Um só que fosse, e já valia a pena

 Aqui, no mundo,alguém que se condena

 A não ser conivente

 Na farsa do presente

 … Posta em cena!

Não podemos mudar a hora da chegada,

Nem talvez a mais certa,

A da partida.

Mas podemos fazer a descoberta

Do que presta

E não presta

Nesta vida.

E o que não presta é isto, esta mentira

Quotidiana.

Esta comédia desumana

E triste,

Que cobre de soturna maldição

A própria indignação

Que lhe resiste.

Miguel Torga

Dada a relevância do comentário da Fátima, achei por bem acrescentá-lo ao poema do Torga. Obrigada Fátima.

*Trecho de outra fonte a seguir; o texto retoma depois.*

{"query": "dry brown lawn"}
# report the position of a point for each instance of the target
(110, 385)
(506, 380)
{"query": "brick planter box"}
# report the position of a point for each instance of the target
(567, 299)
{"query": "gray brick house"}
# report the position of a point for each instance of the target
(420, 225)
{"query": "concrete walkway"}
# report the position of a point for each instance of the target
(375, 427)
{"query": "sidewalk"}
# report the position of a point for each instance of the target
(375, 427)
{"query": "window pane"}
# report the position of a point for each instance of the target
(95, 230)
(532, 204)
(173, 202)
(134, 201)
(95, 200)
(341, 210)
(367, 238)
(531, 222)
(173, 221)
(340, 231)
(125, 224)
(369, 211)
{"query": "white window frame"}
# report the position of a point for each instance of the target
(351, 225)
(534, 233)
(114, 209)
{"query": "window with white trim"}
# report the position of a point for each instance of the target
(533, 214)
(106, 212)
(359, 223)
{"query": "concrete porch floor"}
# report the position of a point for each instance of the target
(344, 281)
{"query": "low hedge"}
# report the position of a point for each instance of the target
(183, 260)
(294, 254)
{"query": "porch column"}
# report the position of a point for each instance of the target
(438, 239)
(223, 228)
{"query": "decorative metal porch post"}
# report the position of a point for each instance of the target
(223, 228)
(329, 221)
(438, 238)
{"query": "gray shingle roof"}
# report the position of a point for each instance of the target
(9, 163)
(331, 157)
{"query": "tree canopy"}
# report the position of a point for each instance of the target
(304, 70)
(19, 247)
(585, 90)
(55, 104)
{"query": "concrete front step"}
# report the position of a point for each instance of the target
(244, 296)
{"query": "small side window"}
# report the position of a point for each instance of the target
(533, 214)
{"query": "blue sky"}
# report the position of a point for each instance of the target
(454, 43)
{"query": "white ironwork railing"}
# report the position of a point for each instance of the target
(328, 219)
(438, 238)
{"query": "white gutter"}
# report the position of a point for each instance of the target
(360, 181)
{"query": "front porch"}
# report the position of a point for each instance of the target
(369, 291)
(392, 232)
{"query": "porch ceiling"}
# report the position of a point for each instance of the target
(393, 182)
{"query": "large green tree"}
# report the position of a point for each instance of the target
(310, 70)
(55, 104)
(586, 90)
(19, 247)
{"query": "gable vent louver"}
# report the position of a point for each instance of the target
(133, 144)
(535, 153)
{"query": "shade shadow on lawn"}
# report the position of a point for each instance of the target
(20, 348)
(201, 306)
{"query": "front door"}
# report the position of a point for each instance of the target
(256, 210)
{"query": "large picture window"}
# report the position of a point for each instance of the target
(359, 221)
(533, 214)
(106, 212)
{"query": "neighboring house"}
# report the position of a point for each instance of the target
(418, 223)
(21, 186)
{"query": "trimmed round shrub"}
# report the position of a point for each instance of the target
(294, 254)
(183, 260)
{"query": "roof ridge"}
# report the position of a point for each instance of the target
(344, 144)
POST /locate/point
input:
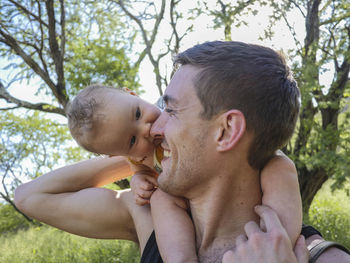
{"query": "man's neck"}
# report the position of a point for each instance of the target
(219, 214)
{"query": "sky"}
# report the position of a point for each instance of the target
(202, 32)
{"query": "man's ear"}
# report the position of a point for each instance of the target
(231, 128)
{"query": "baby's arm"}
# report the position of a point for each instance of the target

 “O poema [“Plateia”]de Miguel Torga, que transcreves, foi escrito em 1962 e vem inserido na obra “Câmara Ardente”. Sublinho a data porque, ao tempo, e apesar da idade, Salazar vicejava, mandava como queria e exigia respeitinho. O respeitinho com que tinha ordenado, pouco antes, que os (escassos) soldados da Índia portuguesa combatessem até ao último homem; o respeitinho que mandou os nossos jovens “depressa e em força para Angola”, que é como quem diz, para a África portuguesa, e a mim me levaria três irmãos para lá. Por cá, quem não conseguia escapulir-se a salto para França apodrecia nas cadeias se tinha ideias de liberdade, ou condenava-se a uma vida soturna se nem sabia o que era isso da liberdade. É nesse contexto, e só nele, que leio os magníficos versos de Torga.

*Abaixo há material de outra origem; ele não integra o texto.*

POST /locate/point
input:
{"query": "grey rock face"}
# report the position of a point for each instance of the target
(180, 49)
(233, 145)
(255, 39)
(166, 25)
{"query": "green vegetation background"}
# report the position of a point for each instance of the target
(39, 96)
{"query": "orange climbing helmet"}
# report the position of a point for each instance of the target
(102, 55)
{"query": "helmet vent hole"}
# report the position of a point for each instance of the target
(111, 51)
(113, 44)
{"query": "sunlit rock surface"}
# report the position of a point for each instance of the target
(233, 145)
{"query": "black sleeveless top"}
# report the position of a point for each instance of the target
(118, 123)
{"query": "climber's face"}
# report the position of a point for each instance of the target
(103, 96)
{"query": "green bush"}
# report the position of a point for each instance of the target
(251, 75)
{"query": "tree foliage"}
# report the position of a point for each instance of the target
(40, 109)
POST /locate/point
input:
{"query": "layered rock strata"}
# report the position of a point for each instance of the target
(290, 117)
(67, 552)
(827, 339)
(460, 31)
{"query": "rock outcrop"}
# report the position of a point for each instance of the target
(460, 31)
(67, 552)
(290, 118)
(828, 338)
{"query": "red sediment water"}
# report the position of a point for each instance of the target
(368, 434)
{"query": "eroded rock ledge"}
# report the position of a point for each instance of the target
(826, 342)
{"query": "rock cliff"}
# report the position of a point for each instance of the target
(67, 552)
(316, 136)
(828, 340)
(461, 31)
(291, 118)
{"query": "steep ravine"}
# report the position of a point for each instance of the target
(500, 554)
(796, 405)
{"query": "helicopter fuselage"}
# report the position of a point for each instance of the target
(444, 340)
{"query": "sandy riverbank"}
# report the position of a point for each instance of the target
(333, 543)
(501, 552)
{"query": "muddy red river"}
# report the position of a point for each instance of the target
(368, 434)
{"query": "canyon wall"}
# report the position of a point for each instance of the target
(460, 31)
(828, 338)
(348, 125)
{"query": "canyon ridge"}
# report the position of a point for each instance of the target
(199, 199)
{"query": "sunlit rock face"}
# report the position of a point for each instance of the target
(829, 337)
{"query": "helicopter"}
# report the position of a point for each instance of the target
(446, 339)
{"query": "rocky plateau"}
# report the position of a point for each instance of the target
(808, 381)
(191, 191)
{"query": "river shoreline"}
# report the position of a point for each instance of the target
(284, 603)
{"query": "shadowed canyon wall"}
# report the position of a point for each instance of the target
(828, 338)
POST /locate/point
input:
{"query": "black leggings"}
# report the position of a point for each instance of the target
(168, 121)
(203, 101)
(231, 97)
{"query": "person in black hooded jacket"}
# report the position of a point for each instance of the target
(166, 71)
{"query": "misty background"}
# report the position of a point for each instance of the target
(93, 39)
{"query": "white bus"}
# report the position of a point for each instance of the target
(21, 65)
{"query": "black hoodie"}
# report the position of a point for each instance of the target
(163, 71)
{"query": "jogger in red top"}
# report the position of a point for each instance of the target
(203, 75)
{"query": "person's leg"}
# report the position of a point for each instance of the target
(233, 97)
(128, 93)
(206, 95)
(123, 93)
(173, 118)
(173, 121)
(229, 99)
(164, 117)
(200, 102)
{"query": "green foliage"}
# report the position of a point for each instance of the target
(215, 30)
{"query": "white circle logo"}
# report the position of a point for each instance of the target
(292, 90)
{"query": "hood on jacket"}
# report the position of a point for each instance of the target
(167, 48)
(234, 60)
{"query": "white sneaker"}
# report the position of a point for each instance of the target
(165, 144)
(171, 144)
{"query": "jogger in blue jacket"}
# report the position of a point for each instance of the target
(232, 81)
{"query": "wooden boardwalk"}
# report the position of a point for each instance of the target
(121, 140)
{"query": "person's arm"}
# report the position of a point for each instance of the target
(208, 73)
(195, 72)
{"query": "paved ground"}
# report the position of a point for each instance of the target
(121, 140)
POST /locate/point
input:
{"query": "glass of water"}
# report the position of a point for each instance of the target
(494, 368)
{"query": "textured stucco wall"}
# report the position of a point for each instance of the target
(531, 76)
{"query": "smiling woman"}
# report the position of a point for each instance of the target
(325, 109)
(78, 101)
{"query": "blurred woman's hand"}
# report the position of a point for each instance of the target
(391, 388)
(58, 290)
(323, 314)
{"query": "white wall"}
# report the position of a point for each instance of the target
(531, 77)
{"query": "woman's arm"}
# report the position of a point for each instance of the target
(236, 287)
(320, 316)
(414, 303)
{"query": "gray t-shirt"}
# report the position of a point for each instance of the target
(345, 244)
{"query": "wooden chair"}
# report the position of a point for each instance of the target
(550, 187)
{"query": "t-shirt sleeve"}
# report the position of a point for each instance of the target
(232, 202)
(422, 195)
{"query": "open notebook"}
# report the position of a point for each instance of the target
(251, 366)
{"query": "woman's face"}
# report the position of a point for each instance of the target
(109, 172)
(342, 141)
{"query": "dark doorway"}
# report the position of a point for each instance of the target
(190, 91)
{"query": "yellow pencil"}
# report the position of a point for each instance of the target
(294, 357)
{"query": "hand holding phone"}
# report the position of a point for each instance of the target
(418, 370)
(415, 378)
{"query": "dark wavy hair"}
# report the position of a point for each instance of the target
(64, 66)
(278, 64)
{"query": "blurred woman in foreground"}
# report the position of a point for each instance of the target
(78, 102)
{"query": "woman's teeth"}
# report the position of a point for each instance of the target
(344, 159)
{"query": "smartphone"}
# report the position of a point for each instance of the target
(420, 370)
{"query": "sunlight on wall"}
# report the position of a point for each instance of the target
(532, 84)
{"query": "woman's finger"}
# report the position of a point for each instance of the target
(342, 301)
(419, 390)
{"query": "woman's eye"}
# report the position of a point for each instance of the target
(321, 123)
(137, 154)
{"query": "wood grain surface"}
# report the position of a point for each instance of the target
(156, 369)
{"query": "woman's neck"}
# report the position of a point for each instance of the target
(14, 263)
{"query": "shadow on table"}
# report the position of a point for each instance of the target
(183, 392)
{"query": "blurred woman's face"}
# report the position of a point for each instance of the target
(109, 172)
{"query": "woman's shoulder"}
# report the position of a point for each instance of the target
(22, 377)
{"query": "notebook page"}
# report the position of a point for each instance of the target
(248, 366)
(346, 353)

Torga era um pessimista, mas não um derrotista. Mais adiante, na mesma obra, inicia o poema “Comunicado” com os seguintes versos:

“Falta um combate ainda, o decisivo,
Ganhei quantos perdi, porque resisto.
Mesmo cansado e mutilado, existo,
Num vitalismo cósmico e ostensivo.

Filho da Terra, minha mãe amada,
É ela que levanta o lutador caído.
Anteu anão,
Toco-lhe o coração,
E ergo-me do chão
Fortalecido. (…)”

É, pois, esta recusa da derrota, que é preciso erguer como bandeira.”